VASONASE RETARD 40 mg PROLONGED-RELEASE HARD CAPSULES

Introduction

Package Leaflet: Information for the User

VASONASE Retard 40 mg Modified Release Hard Capsules

Nicardipine Hydrochloride

Read all of this leaflet carefully before you start taking this medicine because it contains important information for you.

• Keep this leaflet, you may need to read it again.
• If you have any further questions, ask your doctor or pharmacist.
• This medicine has been prescribed for you only. Do not pass it on to others. It may harm them, even if their signs of illness are the same as yours.
• If you experience any side effects, talk to your doctor or pharmacist. This includes any possible side effects not listed in this leaflet. See section 4.

Contents of the Package Leaflet

1. What VASONASE Retard is and what it is used for
2. What you need to know before you take VASONASE Retard
3. How to take VASONASE Retard
4. Possible side effects

5 Storage of VASONASE Retard

1. Contents of the pack and further information

1. What VASONASE Retard is and what it is used for

Nicardipine Hydrochloride is the active substance of VASONASE Retard, which is a drug belonging to the group of dihydropyridines that acts at the level of blood vessels by relaxing smooth muscle, due to the fact that it antagonizes the entry of calcium ions into this tissue. It also increases blood flow at the cerebral level.
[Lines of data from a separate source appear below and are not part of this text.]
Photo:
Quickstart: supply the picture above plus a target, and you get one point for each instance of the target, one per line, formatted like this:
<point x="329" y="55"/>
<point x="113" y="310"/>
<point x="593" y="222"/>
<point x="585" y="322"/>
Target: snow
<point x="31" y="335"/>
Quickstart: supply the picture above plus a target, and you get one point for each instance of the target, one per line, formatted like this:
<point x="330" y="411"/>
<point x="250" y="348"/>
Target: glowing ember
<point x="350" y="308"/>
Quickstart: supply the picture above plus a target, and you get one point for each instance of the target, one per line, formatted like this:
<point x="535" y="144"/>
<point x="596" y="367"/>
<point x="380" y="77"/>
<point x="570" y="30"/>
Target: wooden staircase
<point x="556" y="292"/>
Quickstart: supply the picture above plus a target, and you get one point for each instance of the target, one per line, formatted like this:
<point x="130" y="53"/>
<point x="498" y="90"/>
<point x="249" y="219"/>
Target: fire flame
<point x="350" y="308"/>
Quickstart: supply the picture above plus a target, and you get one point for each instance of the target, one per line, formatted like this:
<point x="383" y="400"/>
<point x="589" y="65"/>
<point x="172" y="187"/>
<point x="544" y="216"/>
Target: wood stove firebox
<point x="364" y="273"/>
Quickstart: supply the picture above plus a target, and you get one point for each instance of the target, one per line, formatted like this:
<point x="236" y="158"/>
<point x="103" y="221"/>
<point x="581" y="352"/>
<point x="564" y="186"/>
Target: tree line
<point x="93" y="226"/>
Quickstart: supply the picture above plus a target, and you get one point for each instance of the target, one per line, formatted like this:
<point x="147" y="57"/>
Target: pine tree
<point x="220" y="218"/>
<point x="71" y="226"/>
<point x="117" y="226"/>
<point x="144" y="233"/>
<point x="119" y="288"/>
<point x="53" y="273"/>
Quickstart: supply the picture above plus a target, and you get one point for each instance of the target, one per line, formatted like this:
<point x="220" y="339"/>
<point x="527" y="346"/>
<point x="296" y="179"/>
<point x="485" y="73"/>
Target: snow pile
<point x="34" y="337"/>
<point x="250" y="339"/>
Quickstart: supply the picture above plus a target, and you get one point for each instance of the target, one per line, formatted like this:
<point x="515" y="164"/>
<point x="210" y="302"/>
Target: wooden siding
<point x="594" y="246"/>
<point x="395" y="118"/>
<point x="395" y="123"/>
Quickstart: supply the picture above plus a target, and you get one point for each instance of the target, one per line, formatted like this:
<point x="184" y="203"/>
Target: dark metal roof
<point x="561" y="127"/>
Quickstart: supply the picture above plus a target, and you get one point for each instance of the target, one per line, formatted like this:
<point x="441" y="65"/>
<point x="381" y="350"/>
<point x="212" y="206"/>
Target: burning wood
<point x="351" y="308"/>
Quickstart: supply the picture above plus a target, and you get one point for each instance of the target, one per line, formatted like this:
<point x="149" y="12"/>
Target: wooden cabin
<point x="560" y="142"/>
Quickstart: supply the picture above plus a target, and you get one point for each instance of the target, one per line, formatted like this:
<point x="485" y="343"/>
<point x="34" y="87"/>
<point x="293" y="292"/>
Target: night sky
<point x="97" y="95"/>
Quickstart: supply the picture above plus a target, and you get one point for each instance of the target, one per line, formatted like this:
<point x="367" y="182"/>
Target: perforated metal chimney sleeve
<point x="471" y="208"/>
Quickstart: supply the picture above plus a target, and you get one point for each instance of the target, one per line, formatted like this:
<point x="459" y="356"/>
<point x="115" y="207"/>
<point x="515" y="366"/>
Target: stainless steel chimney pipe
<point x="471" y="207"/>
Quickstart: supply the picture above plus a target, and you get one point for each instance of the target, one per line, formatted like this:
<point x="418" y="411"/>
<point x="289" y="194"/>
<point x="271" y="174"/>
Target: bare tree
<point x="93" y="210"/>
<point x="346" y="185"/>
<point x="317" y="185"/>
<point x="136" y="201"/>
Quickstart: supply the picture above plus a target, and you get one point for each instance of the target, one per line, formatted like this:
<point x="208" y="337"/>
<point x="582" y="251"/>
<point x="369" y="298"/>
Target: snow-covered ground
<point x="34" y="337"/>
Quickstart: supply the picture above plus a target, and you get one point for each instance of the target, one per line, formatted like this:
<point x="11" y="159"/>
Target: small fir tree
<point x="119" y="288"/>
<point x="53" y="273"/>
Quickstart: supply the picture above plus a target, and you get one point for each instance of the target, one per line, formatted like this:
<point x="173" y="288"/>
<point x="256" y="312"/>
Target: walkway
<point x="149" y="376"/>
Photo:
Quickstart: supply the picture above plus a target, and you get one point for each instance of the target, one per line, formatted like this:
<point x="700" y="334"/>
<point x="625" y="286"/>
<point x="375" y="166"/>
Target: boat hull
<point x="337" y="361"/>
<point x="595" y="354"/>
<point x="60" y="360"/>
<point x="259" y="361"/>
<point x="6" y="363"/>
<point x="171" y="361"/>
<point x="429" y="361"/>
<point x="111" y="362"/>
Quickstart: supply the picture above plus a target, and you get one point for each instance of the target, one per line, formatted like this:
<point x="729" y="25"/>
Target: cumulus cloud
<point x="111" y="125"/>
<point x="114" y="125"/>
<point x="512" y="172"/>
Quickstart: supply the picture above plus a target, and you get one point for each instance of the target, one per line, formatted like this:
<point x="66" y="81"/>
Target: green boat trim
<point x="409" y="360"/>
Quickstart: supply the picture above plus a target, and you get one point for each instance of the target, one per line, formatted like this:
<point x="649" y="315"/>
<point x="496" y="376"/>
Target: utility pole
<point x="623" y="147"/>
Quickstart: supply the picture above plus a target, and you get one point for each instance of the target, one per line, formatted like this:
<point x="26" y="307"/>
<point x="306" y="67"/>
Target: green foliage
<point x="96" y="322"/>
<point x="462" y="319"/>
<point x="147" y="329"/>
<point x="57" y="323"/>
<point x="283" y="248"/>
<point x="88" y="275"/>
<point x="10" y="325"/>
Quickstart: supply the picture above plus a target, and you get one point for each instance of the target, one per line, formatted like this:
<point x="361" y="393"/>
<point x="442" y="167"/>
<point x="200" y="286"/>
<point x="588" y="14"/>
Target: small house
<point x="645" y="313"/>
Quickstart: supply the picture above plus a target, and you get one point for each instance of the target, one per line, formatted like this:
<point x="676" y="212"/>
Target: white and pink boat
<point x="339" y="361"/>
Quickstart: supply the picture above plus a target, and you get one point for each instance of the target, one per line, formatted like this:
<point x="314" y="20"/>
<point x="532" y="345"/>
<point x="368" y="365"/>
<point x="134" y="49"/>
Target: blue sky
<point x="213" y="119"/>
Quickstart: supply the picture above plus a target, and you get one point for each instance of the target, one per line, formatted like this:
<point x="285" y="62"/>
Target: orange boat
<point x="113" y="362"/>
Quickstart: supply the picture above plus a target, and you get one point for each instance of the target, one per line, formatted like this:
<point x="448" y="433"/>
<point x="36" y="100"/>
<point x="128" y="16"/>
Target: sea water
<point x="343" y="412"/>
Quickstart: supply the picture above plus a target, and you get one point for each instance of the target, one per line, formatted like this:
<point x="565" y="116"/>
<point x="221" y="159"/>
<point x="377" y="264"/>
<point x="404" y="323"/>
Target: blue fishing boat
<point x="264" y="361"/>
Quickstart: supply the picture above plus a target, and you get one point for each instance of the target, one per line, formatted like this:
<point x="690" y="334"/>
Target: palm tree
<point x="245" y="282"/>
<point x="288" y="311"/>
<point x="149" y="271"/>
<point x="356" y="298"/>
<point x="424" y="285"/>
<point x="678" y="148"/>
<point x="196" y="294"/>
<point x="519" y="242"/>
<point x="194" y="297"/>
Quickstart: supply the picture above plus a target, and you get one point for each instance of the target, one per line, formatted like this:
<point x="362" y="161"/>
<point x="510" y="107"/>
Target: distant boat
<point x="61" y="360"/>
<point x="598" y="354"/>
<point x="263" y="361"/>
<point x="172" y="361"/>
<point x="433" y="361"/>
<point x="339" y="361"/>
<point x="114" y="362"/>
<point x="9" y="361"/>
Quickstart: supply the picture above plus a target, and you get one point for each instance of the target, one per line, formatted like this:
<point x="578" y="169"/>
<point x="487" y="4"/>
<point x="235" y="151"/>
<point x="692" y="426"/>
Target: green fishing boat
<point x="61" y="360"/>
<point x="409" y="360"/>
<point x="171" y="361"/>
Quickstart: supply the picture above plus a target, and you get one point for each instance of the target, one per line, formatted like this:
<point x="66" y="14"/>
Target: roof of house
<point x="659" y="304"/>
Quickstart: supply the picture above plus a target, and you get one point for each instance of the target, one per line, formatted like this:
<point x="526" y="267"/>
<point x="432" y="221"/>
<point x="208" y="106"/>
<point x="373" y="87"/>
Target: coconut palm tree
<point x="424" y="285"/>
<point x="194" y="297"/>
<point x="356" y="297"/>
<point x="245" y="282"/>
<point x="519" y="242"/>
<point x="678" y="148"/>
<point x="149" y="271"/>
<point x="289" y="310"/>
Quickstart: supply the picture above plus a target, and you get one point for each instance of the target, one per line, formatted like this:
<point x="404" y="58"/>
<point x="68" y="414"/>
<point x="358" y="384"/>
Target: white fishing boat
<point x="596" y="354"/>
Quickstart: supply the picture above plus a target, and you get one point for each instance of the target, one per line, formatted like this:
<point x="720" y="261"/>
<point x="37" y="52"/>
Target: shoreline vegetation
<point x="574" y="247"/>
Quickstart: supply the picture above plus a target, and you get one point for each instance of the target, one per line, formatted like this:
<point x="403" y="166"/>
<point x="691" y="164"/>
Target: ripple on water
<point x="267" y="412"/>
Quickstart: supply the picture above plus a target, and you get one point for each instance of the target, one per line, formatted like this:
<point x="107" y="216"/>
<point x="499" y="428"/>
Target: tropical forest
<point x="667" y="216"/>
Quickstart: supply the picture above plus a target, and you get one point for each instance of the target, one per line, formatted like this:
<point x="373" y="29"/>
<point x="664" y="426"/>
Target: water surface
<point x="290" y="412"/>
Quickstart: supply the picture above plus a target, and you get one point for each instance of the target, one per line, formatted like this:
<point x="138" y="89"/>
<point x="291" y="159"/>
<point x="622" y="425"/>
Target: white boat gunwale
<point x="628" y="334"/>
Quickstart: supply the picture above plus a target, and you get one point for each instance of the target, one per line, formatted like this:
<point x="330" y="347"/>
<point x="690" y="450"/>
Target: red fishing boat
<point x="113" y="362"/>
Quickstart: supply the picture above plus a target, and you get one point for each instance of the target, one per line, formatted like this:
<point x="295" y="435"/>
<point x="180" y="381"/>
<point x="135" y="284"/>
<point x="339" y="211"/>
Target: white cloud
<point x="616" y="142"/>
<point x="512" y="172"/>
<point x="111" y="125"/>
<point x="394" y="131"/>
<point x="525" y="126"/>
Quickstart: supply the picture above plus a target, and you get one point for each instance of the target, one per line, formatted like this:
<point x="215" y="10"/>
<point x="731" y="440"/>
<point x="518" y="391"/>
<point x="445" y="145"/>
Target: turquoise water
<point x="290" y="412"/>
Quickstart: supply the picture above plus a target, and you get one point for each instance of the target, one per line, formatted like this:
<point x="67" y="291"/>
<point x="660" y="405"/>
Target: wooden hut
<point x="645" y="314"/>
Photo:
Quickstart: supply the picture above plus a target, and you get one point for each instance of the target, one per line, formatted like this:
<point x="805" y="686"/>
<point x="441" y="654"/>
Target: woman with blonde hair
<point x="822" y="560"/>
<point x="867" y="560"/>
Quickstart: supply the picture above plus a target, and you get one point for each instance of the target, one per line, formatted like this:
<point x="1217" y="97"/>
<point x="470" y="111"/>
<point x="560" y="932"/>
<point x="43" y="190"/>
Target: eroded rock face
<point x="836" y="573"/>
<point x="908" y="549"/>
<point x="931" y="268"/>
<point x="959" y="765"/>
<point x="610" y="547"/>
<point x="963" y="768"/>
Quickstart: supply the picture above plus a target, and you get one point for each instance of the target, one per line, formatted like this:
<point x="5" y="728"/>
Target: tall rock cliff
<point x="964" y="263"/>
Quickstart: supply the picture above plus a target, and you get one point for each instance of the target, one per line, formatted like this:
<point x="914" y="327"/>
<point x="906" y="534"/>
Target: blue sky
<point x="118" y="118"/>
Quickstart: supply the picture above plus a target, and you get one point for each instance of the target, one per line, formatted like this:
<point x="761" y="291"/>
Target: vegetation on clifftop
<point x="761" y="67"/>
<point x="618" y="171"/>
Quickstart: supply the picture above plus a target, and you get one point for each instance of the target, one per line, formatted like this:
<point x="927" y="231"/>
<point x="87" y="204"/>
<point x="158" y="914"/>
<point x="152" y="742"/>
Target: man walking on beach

VASONASE Retard is used for:

• Treatment of essential, moderate or mild arterial hypertension.
• Prevention and treatment of ischemia due to cerebral infarction and its sequelae.
• Prevention of neurological deterioration due to cerebral vasospasm secondary to subarachnoid hemorrhage.

2. What you need to know before you take VASONASE Retard

Do not take VASONASE Retard

• If you are allergic to nicardipine hydrochloride or any of the other ingredients of this medicine (listed in section 6).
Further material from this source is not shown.